Annie Dillard on noticing

Saturday, May 22, 2010


I knew what I was doing at Paw-Paw:  I was beginning the lifelong task of tuning my own gauges. I was there to brace myself for leaving.  I was having my childhood.  But I was haunting it, as well, practically reading it, and preventing it.  How much noticing could I permit myself without driving myself round the bend?  Too much noticing and I was too self-conscious to live; I trapped and paralyzed myself, and dragged my friends down with me, so we couldn’t meet each other’s eyes, my own loud awareness damning us both.  Too little noticing, though—I would risk much to avoid this—and I would miss the whole show.  I would wake on my deathbed and say, What was that?

   Annie Dillard, An American Childhood

5 comments:

Melissa said...

I just picked this book up on Tuesday. (I was at a conference at a local church, and they had a table in a hallway of used books for sale, on the honor system.)

grete said...

Beth

Ah, I love Annie Dillard.

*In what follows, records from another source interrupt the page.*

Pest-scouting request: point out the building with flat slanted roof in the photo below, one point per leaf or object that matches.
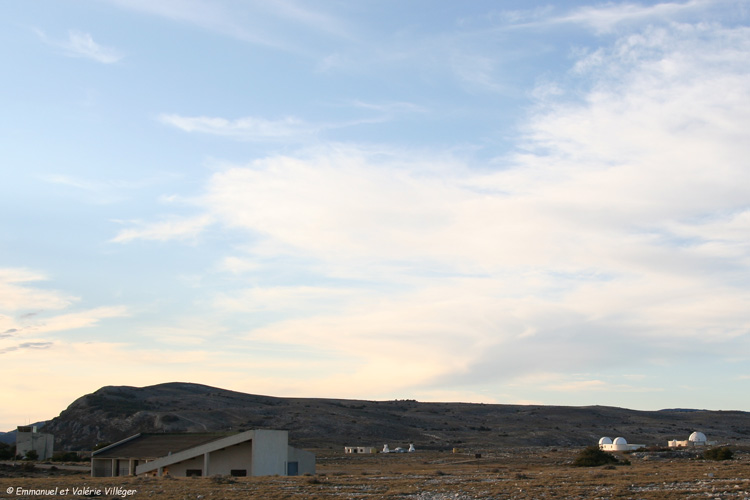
(618, 444)
(251, 453)
(695, 439)
(353, 450)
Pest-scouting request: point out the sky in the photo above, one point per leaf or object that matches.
(517, 202)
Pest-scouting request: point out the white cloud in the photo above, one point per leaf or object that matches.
(262, 23)
(16, 294)
(183, 228)
(80, 44)
(620, 227)
(248, 128)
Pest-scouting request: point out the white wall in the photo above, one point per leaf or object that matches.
(269, 452)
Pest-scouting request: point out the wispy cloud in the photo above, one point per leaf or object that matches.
(248, 128)
(16, 292)
(616, 205)
(284, 25)
(26, 345)
(80, 44)
(181, 228)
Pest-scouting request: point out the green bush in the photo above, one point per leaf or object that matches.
(722, 453)
(592, 456)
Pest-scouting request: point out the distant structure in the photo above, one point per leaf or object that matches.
(398, 449)
(28, 439)
(696, 439)
(249, 453)
(358, 449)
(619, 444)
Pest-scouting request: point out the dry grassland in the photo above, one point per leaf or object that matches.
(511, 474)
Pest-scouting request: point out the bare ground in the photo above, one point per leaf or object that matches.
(528, 473)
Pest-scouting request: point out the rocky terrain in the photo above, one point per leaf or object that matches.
(510, 473)
(113, 413)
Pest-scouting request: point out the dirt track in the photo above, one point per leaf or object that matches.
(512, 474)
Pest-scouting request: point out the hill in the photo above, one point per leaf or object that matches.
(113, 413)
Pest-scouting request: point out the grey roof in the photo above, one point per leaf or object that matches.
(152, 446)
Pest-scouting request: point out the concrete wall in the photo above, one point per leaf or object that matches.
(31, 440)
(269, 452)
(223, 462)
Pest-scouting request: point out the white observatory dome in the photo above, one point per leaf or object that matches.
(697, 437)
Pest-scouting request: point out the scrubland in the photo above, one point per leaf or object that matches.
(529, 473)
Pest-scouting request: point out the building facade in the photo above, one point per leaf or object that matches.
(249, 453)
(29, 439)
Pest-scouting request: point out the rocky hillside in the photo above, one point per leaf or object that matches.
(113, 413)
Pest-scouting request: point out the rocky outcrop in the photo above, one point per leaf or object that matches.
(113, 413)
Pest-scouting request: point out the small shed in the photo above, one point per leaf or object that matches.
(354, 450)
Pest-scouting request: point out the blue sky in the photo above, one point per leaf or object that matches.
(510, 202)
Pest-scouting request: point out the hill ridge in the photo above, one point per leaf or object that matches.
(112, 413)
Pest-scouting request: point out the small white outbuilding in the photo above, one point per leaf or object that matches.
(696, 439)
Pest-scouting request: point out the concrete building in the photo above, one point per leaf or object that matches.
(28, 439)
(618, 444)
(249, 453)
(353, 450)
(695, 439)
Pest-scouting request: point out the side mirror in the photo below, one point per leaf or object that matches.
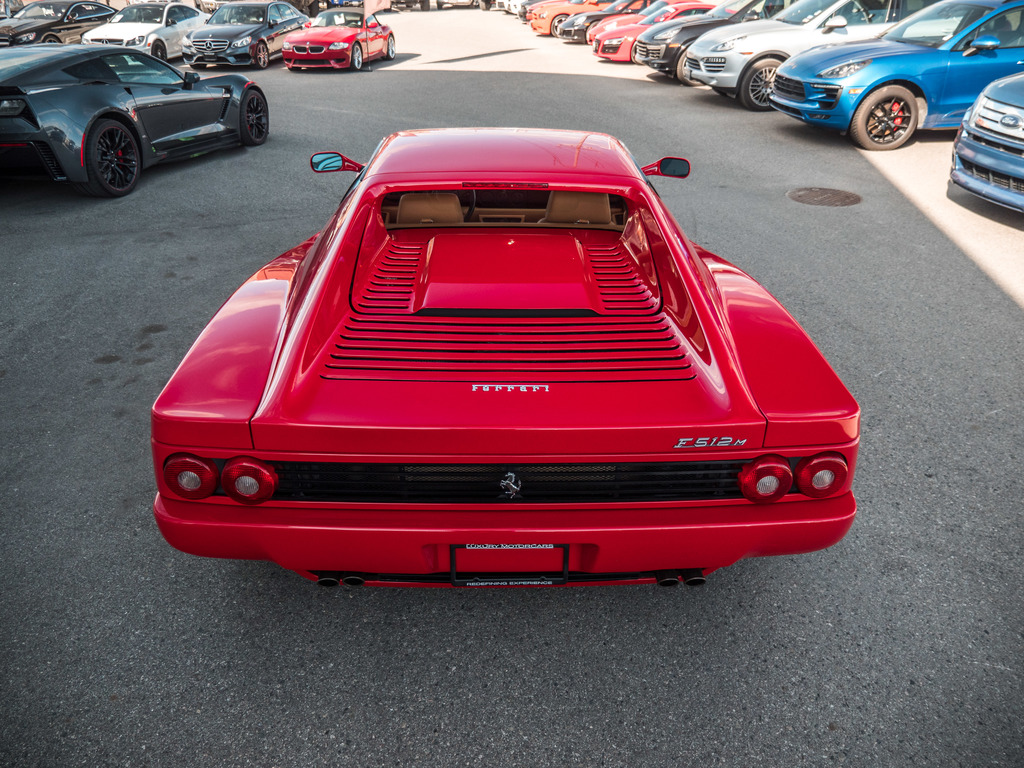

Read what she has to say about writing http://www.nytimes.com/books/99/03/28/specials/dillard-drop.html?_r=4&oref=slogin&oref=login

The best on writing ever. Especially this sentence “You were made and set here to give voice to this, your own astonishment.”

I live by this sentence.....

Grete

Anonymous said...

I love Annie Dillard, too.

Beth F said...

I love Annie Dillard, too.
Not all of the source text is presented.